El documento sitúa estas propuestas dentro de una reforma más amplia de la política europea de adaptación. España reclama objetivos de adaptación vinculantes a escala comunitaria, tanto a corto como a medio y largo plazo, y considera prioritario acelerar las actuaciones en sectores especialmente expuestos, como agua, salud, infraestructuras, bosques y biodiversidad, turismo, agricultura y pesca. Posteriormente, estos objetivos deberían extenderse al conjunto de los sectores económicos y sociales.

Entre las novedades que defiende figura también la evolución del principio europeo de Do No Significant Harm (DNSH) hacia un enfoque de "DNSH + Resilience" (DNSH+R). Con ello, España pretende que los proyectos y las inversiones no solo eviten causar un perjuicio ambiental significativo, sino que además incorporen de manera explícita los riesgos climáticos y contribuyan a reforzar la capacidad de adaptación.

El Gobierno considera igualmente necesario mejorar la anticipación de los riesgos. Para ello propone evaluaciones climáticas quinquenales a escala europea, nacional y regional, basadas en criterios científicos comunes y apoyadas en herramientas como Climate-ADAPT y Copernicus. Estas evaluaciones deberían incorporarse de manera sistemática a la planificación pública, las inversiones y las decisiones de política sectorial, incluyendo escenarios extremos y riesgos de baja probabilidad pero elevado impacto.

Respuesta ante las emergencias

La respuesta ante las emergencias también ocupa un lugar central en la propuesta. España reclama un sistema europeo permanente de respuesta a emergencias climáticas que amplíe y transforme los actuales mecanismos de rescEU en una capacidad integrada de despliegue rápido. El planteamiento incluye una reserva reforzada de recursos compartidos, herramientas avanzadas de respuesta, sistemas de intercambio de datos, formación, protocolos comunes y capacidades logísticas escalables, además de una posible flota europea específica para combatir incendios.
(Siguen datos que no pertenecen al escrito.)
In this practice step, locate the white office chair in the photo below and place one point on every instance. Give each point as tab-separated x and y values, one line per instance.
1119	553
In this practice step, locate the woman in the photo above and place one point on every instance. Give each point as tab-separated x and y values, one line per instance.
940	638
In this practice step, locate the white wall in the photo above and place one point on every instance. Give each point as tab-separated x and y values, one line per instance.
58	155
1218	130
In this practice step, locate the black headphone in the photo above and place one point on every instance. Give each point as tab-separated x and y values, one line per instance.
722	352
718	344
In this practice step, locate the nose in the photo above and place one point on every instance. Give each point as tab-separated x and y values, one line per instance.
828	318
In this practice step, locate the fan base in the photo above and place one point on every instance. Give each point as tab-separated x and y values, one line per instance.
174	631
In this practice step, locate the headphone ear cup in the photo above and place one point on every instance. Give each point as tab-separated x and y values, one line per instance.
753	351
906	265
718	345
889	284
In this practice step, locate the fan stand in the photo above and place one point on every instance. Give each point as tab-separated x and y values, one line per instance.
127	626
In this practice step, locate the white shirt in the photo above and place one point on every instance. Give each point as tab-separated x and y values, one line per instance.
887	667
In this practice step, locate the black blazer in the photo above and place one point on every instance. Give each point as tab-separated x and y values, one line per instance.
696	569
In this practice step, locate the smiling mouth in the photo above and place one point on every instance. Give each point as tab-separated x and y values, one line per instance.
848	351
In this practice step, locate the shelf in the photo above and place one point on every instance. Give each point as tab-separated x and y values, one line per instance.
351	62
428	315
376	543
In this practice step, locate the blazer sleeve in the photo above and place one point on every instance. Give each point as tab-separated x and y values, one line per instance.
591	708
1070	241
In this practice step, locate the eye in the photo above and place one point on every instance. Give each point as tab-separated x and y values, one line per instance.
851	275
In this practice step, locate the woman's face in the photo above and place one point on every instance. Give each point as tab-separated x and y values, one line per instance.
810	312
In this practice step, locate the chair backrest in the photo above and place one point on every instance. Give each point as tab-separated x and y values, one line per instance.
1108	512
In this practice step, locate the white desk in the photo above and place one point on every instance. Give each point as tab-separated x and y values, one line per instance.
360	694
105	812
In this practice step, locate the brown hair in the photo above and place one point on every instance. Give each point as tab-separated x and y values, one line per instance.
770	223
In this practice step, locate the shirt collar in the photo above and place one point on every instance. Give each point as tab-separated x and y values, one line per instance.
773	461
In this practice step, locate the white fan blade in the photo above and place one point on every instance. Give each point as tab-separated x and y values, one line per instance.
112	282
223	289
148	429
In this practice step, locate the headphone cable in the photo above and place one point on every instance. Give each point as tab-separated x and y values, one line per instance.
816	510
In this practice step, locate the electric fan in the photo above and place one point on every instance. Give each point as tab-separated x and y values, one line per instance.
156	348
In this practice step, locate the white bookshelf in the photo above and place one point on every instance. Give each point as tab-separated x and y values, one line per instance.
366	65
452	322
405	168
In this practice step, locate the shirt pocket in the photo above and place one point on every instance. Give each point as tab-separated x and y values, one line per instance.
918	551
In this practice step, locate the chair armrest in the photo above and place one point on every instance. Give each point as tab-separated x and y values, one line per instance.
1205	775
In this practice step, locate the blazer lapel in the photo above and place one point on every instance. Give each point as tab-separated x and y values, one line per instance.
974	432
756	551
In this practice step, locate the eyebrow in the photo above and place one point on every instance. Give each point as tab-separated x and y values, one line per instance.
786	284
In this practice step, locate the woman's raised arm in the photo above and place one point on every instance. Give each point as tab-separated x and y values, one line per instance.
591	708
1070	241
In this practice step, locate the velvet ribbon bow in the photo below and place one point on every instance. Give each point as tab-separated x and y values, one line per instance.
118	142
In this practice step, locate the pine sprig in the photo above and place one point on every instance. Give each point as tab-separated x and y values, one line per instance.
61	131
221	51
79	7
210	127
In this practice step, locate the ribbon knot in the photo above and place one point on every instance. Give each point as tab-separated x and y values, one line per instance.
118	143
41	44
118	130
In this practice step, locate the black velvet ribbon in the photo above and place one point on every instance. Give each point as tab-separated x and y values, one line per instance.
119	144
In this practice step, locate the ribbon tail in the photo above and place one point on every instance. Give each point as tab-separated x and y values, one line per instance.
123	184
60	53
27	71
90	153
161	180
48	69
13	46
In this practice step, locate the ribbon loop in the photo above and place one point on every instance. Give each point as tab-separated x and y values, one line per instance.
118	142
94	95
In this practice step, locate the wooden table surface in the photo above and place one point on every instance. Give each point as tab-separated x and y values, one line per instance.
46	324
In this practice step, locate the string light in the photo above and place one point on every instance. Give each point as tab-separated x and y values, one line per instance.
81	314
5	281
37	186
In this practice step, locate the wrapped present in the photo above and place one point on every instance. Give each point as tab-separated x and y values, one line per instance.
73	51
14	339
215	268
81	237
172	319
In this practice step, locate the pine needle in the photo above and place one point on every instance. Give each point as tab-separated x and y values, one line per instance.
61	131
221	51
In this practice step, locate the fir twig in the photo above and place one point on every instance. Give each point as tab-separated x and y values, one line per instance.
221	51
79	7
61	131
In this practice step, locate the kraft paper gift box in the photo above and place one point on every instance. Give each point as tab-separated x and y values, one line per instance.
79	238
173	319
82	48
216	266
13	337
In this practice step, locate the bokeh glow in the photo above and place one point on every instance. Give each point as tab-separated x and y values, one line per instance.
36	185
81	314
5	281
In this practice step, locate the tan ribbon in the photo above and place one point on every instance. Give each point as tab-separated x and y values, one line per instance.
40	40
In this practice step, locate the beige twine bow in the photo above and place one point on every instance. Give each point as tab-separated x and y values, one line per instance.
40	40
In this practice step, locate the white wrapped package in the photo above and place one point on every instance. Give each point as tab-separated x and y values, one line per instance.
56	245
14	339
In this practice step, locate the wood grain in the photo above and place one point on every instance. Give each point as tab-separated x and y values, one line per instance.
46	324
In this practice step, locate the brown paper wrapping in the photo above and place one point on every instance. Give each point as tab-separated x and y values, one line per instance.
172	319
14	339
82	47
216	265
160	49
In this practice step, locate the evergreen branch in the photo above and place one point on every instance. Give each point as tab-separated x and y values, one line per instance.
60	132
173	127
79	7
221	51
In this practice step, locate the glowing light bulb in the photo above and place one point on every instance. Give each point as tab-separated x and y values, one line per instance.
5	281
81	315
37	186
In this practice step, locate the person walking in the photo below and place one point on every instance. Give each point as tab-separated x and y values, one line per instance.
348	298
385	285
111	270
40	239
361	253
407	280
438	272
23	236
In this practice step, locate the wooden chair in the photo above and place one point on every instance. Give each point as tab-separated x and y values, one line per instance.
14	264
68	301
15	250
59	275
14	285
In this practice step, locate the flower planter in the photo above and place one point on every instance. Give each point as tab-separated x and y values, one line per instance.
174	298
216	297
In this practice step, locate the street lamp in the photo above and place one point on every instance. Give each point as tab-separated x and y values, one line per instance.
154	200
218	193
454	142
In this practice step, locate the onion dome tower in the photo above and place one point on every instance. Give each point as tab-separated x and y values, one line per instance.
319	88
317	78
La propuesta española parte de una especial preocupación por el impacto del cambio climático en el sur de Europa. El documento destaca que el Mediterráneo se está calentando un 20% más rápido que la media mundial y que los países del sur están sufriendo con especial intensidad olas de calor, escasez de agua, incendios extremos y desertificación. En este contexto, España defiende que la adaptación debe incorporar también una dimensión de justicia social, dado que la vulnerabilidad climática está estrechamente relacionada con las desigualdades sociales y económicas.

El objetivo último del Gobierno es que la futura política europea de resiliencia climática combine una evaluación científica de los riesgos, objetivos vinculantes de adaptación, una respuesta conjunta ante las emergencias y un sistema financiero capaz de movilizar recursos públicos y privados. En este último punto se encuentra una de las principales apuestas españolas: que la lucha contra los efectos cada vez más costosos del cambio climático cuente con una nueva fuente de financiación europea procedente de los beneficios del petróleo y el gas.